Snmp monitoring

Discussion in 'Proxmox VE: Installation and configuration' started by caplam, Nov 27, 2018.

  1. caplam

    caplam New Member

    Joined:
    Nov 14, 2018
    Messages:
    16
    Likes Received:
    0
    I try to setup librenms monitoring server in a lxc container.
    I can monitor my switch, a qnap nas, a vm but i'm unable to get it working for a proxmox host.
    i installed snmpd with a standard debian conf. The service start without problem and is active.
    But when i try snmpwalk from proxmox host or from nms server i have a timeout.
    Still the snmpd service remains active.
    I tried to restart the container i see this in /var/log/messages on the host:
    Code:
    pve kernel: [511726.443462] audit: type=1400 audit(1543264741.686:173): apparmor="DENIED" operation="mount" info="failed flags match" error=-13 profile="lxc-108_</var/lib/lxc>" name="/" pid=953 comm="(ionclean)" flags="rw, rslave
    
    Here is the conf file of the container:
    Code:
    arch: amd64
    cores: 1
    hostname: nms
    memory: 512
    net0: name=eth0,bridge=vmbr0,hwaddr=2E:76:DB:26:95:E2,ip=dhcp,type=veth
    ostype: debian
    rootfs: local-lvm:vm-108-disk-0,size=16G
    swap: 512
    
    Edit:
    I can add that starting and stopping snmpd service is fast.
    Once i have run a snmpwalk stopping service or geeting its status is very slow.
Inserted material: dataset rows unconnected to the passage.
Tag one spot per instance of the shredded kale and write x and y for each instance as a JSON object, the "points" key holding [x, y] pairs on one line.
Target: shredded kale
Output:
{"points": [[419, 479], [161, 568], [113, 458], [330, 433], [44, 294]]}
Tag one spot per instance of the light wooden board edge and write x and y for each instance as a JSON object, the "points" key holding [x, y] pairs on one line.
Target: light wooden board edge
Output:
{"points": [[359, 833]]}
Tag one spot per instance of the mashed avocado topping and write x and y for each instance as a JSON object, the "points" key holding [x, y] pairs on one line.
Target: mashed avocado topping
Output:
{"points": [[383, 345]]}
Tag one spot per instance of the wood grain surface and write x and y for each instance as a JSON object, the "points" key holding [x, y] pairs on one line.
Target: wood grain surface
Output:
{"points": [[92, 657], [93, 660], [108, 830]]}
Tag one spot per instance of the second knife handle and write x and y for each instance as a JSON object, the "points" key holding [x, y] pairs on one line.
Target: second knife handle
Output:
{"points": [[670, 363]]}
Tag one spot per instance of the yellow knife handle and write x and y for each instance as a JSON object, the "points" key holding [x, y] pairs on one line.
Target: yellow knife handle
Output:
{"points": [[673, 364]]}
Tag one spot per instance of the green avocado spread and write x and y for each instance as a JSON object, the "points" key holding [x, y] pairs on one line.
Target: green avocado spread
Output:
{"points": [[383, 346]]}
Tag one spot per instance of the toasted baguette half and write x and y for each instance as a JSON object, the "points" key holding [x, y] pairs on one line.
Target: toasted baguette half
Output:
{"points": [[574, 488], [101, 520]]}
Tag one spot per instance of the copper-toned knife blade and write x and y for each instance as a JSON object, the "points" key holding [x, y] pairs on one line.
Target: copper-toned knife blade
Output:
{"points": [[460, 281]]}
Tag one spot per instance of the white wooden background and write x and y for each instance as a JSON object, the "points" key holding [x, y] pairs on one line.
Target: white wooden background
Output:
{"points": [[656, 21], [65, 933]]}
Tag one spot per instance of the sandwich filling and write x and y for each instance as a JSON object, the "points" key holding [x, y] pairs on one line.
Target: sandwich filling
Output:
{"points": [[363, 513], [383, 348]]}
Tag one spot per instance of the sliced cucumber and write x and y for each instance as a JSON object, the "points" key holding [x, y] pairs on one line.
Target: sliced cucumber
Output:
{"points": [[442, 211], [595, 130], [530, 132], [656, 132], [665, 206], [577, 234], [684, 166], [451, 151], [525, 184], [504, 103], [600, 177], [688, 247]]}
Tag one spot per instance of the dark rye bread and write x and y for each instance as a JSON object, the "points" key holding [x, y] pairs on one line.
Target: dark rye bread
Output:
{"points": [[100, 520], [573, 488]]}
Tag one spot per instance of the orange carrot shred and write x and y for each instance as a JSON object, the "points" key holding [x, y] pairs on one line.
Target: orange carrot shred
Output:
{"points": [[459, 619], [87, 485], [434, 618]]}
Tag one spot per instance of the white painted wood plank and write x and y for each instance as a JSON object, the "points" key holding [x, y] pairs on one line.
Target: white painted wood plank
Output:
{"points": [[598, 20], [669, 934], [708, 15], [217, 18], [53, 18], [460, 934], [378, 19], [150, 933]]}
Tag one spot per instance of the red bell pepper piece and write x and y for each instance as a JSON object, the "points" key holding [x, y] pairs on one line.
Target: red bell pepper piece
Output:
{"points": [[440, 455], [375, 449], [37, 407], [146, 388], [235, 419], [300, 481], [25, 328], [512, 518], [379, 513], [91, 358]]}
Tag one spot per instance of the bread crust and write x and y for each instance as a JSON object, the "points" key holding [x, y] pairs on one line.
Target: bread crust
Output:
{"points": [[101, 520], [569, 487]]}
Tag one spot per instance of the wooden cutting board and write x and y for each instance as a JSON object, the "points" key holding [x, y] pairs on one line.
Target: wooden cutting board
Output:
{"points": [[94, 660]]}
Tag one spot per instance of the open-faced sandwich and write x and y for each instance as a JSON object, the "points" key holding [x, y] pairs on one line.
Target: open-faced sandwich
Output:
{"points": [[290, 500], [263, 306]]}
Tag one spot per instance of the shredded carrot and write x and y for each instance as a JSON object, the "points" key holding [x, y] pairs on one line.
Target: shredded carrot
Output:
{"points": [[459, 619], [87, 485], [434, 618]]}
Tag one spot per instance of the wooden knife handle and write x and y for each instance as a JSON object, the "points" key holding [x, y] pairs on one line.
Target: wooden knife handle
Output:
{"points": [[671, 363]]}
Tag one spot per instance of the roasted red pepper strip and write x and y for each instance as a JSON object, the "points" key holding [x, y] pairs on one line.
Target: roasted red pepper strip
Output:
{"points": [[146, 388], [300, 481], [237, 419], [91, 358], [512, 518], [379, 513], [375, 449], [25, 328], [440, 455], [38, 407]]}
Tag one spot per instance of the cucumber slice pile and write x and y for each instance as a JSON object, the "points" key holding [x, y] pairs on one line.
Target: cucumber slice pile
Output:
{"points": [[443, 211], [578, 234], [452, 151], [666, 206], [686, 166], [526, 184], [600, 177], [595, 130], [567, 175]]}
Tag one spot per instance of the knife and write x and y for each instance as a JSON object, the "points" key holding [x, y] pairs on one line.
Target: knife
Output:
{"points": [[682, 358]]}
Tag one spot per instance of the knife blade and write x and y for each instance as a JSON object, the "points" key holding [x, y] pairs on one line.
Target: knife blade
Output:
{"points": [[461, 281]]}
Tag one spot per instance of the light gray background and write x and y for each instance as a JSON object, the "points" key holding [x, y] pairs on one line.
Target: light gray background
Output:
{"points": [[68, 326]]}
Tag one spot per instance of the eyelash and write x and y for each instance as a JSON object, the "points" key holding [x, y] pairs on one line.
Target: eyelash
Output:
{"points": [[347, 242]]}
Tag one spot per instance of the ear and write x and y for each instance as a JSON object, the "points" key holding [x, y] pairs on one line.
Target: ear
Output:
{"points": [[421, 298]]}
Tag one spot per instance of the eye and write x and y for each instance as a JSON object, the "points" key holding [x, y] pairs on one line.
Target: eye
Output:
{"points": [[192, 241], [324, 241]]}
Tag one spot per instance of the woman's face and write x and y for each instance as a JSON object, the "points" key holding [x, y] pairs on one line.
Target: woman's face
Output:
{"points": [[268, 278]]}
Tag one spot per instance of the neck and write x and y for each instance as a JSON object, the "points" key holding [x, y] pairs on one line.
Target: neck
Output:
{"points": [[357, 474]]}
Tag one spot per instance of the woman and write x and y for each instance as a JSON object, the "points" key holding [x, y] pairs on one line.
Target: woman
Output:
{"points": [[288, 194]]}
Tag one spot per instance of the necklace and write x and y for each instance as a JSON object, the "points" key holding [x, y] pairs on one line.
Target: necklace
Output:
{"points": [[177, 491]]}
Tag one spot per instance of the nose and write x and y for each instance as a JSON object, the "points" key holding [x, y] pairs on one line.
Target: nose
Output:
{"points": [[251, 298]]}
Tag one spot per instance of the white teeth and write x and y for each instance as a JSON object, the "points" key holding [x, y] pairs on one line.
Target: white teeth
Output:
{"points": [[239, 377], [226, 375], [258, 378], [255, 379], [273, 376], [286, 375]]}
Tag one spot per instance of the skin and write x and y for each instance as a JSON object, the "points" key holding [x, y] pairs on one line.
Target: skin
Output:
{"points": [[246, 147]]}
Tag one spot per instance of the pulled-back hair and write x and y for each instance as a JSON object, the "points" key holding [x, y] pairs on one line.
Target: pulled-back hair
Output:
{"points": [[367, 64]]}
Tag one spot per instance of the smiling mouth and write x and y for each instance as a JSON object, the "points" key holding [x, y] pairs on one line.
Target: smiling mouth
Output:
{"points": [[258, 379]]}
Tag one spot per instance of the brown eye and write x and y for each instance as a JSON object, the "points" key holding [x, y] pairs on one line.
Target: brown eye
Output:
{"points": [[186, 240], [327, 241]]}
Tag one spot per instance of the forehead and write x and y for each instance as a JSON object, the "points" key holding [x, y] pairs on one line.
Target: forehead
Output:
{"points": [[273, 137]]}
    Edit2: with ss -ulnp i can see proxmox host is not listening port udp 161. It's not listening at all and yet systemctl status snmpd tells me snmpd service is running fine.
     
    #1 caplam, Nov 27, 2018
    Last edited: Nov 27, 2018
  2. caplam

    caplam New Member

    Joined:
    Nov 14, 2018
    Messages:
    16
    Likes Received:
    0
    I made some changes in my snmp config. I copied from https://www.svennd.be/how-to-install-snmp-service-on-proxmox/
    Now i see that there is something listening on port 161.
    with ss -au i can see that Recv-Q is growing which means that there is no service which reads data from the socket. It stops growing at 166656
    I suppose it's the size of the buffer.
    sytemctl status snmpd show service running.
     
  3. vshaulsk

    vshaulsk New Member

    Joined:
    Oct 24, 2017
    Messages:
    19
    Likes Received:
    1
    I wonder if the issue has to do with running librenms as a container and trying to listen to the host.

    I have librenms installed as full VM and it monitors the various proxmox nodes through SNMP (I am actually in the middle of moving librenms to a container....)

    You may want to try to install the librenms VM from their website and see if it connects without issue...... just to check if your proxmox snmp is setup properly.
     
  4. caplam

    caplam New Member

    Joined:
    Nov 14, 2018
    Messages:
    16
    Likes Received:
    0
    I migrate the container to another host.
    Even when i try snmpwalk from proxmox host itself i get a timeout.
    I don't think it's related to librenms.
    It also has no problem to get data from a procurve switch, a qnap nas or a debian vm on the host.
     
  5. caplam

    caplam New Member

    Joined:
    Nov 14, 2018
    Messages:
    16
    Likes Received:
    0
    I finally got it working with ........ a reboot but only for a few days.
    This night my 2 nodes were unreachable by snmp.
    I tried to stop/start snmpd daemon. I tried to kill snmpd and restart. I tried to restart networking.service.
    When i restarted networking all my guests on the host became unreachable even by ping.
    vmbr0 was not bridging any guests interface.
    The only things which worked was to reboot the host.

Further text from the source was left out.